I wanted to express support for turning libomptarget into a more general solution. We’ve attempted to use it as part of Chapel (https://chapel-lang.org/) runtime in the past, but we needed more features from it that the solution included wrapping some CUDA Driver API functions independently. Specifics of that aren’t in my memory, but I can dig some stuff up. Currently, we have our own runtime implementation that interfaces CUDA/HIP directly.

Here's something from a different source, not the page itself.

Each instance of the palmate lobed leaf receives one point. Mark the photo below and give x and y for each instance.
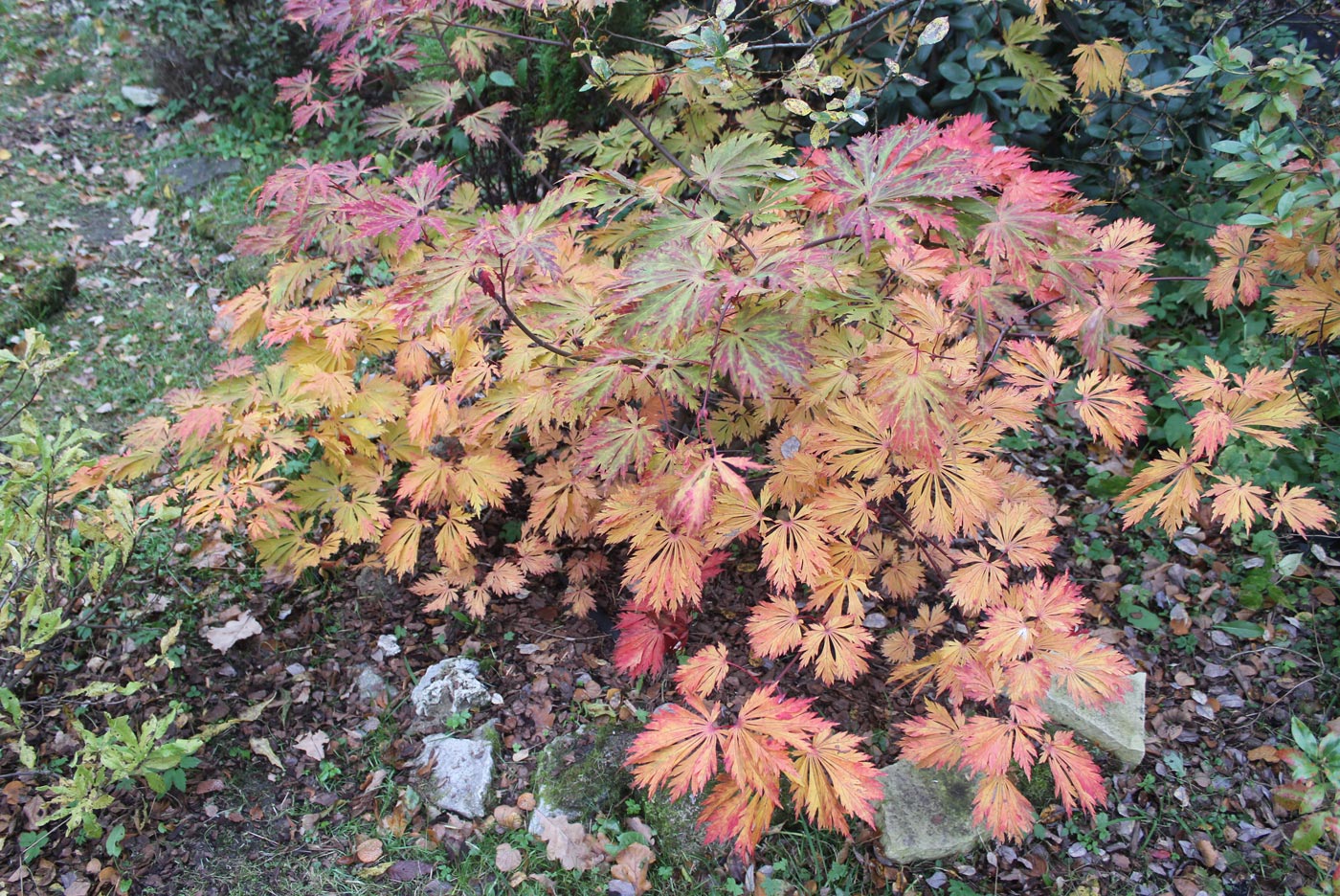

In any case, we’d be happy to participate in discussions and very interested in giving the “offload” project another try in Chapel runtime.

Engin

2 Likes

There are some components that I’ve wanted for long enough that I’ll write them myself given some indication that they’ll be reviewed. Well, move&adapt from where they already exist. Added some links to the existing things which get merged/cleaned and proposed by me shortly.

HSA.hpp.
Exists in various degrees of completeness in openmp, libc and my GitHub. Put a C++ API over hsa.h so one doesn’t have to pass void* to callbacks and similar.

Dynamic cuda/hsa
exist in openmp as a way to deal with compiling on machines that don’t have the vendor libs installed. They’re a copy of a subset of the header and a cpp which exports the same symbols and under the hood does a dlopen and dlsym on init.

gpu-builtins
Small C library that defines things like ballot and broadcast behind target agnostic names. Probably uses uint64_t for wave type. Compiled to IR and statically linked into libc, devicertl, whoever else wants it. Very similar idea to compiler-rt builtins.

DeviceRTL has the same sort of thing, but written via variant and scattered around.

Those are the ones I’ve written repeatedly in different projects and am volunteering to write an Nth time under llvm/offload, including patching libc and openmp to use said libraries.

It seems I read the RFC wrong then.

I appreciate and support an llvm/offload where a generic offload infrastructure lives and we can leave technical discussions to PRs. Sounds good.

This is a good direction. We need to make sure it is generic enough for SYCL, OpenMP (C, C++ and Fortran), Triton, Mojo, …, etc. and try not to break backward compatibility.

Can you be more precise about backwards compatibility?

I was imagining this to be an LLVM internal thing, in the sense that clang and llvm know the names of symbols in the library, and the whole system co-evolves.

Once that has established itself as useful and the initial API mistakes have been identified and fixed, maybe it could market itself as usable independent from LLVM, but even then it would be more sensible to have that as a separate entity with a fixed API to localise the backwards compatible cruft accumulation in one place.

For example, avoiding a need to enshrine the stable API of libomptarget in llvm/offload is one of the reasons I think the two should be separate - users other than openmp really don’t care about name stability of libomptarget, and openmp really does care about it, so localising the versioning and associated games/overhead at the libomptarget boundary is the right place to do it.

E.g. if you have generated code using the current libomptarget ABI dynamically (w/ the current entry and data layout), when we switch to link the new liboffload dynamically, the binrary should still work.